Monday, November 16, 2009
'Penguin tourists' trapped in Antarctic ice
Of the Antarctic cruise ships there is one that is a real ice breaker; the others have hardened hulls that can handle brushing against floating ice, but are not ice breakers at all. The real ice breaker got itself in trouble four days ago - and still is. But their problem is only their schedule. This ship is designed and built to handle the ice it's in.
9 News - UK
More than 100 penguin-loving tourists including dozens from Britain are trapped by ice off Antarctica aboard a Russian ice-breaker cruise ship.
The Kapitan Khlebnikov is in a bay near Snow Hill island, located off the northeastern end of the Antarctic Peninsula, and cannot leave as the bay is sealed off with ice, the Russian transportation ministry said.
"The wind has currently slowed down in the area and the massing of the ice has ended. Everything is calm aboard the ice-breaker, nothing is threatening the passengers and crew," the ministry said in a statement.

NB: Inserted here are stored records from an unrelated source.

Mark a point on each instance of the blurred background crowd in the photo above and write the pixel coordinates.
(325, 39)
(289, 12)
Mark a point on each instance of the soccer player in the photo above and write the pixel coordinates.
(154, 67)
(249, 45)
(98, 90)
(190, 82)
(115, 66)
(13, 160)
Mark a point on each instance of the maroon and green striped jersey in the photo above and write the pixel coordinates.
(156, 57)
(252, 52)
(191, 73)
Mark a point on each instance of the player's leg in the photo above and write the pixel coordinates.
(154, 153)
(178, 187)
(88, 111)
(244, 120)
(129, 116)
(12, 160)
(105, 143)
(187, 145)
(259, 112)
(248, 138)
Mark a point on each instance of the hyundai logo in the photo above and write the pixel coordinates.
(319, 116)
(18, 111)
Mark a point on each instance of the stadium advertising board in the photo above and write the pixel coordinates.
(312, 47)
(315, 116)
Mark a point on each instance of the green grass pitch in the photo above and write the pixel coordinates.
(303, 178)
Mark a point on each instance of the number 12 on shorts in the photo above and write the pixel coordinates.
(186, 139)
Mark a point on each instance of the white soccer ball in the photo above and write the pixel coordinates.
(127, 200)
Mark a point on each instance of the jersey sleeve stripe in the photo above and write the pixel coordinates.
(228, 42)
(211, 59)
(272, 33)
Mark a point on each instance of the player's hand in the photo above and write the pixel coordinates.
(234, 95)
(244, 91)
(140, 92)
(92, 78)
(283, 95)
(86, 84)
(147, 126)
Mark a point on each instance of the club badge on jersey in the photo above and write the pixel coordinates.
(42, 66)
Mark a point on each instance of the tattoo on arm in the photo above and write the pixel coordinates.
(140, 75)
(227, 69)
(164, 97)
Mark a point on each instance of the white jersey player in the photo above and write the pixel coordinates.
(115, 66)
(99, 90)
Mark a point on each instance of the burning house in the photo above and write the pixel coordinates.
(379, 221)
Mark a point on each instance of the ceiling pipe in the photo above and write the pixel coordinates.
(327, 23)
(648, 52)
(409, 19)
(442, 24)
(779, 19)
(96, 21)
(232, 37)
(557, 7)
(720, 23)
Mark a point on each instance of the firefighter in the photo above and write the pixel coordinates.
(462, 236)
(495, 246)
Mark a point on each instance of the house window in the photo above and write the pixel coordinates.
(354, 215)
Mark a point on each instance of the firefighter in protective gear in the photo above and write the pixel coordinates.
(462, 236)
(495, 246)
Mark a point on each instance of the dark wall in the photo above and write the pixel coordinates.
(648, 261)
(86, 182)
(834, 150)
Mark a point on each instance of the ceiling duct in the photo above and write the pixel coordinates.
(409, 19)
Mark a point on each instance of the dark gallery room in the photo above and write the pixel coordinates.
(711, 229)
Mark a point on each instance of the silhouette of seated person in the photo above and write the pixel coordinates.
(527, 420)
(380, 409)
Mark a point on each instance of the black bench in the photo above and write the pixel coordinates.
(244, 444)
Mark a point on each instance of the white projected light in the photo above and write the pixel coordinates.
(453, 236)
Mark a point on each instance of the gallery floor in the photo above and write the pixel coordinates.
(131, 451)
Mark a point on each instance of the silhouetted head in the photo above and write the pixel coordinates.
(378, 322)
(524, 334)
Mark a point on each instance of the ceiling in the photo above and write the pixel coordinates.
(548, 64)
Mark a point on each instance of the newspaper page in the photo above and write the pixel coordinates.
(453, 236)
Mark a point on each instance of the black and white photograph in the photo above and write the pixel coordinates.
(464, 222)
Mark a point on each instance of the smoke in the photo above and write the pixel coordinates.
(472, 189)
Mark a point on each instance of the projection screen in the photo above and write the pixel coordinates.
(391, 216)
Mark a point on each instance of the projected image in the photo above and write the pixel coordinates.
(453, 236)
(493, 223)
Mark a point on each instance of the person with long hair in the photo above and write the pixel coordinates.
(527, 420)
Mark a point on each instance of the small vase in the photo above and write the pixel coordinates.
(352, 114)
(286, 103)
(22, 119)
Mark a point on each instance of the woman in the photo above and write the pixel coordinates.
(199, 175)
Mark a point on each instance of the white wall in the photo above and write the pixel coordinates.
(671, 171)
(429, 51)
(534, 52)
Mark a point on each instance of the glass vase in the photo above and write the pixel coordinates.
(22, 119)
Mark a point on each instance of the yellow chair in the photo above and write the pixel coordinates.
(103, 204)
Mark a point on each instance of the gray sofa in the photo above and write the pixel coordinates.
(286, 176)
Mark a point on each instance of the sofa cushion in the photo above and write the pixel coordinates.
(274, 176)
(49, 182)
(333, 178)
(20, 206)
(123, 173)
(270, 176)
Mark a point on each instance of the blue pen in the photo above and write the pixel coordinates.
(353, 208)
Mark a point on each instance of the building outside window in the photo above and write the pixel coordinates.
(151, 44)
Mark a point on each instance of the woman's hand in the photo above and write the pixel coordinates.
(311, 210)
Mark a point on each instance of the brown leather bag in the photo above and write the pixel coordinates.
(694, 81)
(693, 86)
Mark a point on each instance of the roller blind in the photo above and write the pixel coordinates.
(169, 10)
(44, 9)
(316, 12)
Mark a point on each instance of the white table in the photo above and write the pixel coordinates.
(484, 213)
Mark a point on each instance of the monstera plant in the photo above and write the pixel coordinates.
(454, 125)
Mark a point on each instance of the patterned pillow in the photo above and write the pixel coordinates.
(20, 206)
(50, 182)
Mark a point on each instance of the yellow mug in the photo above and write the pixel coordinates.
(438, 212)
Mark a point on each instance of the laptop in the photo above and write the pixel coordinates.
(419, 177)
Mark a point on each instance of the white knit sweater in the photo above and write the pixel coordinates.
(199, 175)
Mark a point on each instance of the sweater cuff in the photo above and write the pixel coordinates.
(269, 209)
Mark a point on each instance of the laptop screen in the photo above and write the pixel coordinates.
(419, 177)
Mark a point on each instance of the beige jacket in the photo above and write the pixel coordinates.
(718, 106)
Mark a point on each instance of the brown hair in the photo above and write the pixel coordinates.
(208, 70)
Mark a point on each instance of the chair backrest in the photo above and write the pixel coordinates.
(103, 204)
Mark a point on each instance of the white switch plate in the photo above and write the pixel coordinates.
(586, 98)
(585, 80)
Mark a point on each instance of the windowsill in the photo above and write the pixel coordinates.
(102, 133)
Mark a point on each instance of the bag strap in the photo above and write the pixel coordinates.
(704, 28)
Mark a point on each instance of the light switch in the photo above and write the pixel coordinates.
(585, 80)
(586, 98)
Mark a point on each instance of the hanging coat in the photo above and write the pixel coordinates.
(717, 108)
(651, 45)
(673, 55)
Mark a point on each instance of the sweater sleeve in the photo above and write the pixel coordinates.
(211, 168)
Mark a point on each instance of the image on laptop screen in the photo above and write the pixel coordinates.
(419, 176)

"When the wind changes to a favourable direction, the ice-breaker will head into clear water and on to the port of Ushuaia," at the extreme southern end of Argentina.
There were 105 passengers aboard the vessel and the total delay in the ship's scheduled trip could be around two days, it added.
The ship has been at its current location for four days, German Kuzin, an official with the Far Eastern Shipping Company, the ship's owner, said in televised remarks.
"There's nothing to worry about there," Kuzin said. "To put it plainly, the ship got stuck between an island and an ice massif."
Many of the passengers are Britons who paid more than $18,000 for a tour whose highlight was seeing emperor penguins on Snow Hill island, according to Exodus, a British tour operator.
Around 50 mostly British passengers booked their tours through Exodus and have been well cared-for while the ship has been stuck, Rob Dixon, a spokesman for Exodus, told AFP by telephone from London.
"There's a lot of entertainment on board," Dixon told AFP. He said the weather was improving and predicted the ship would reach Ushaia by the end of this week, two or three days behind schedule.
"They've certainly seen the penguins they came to see," Dixon added, noting that passengers had been able to leave the ship by helicopter.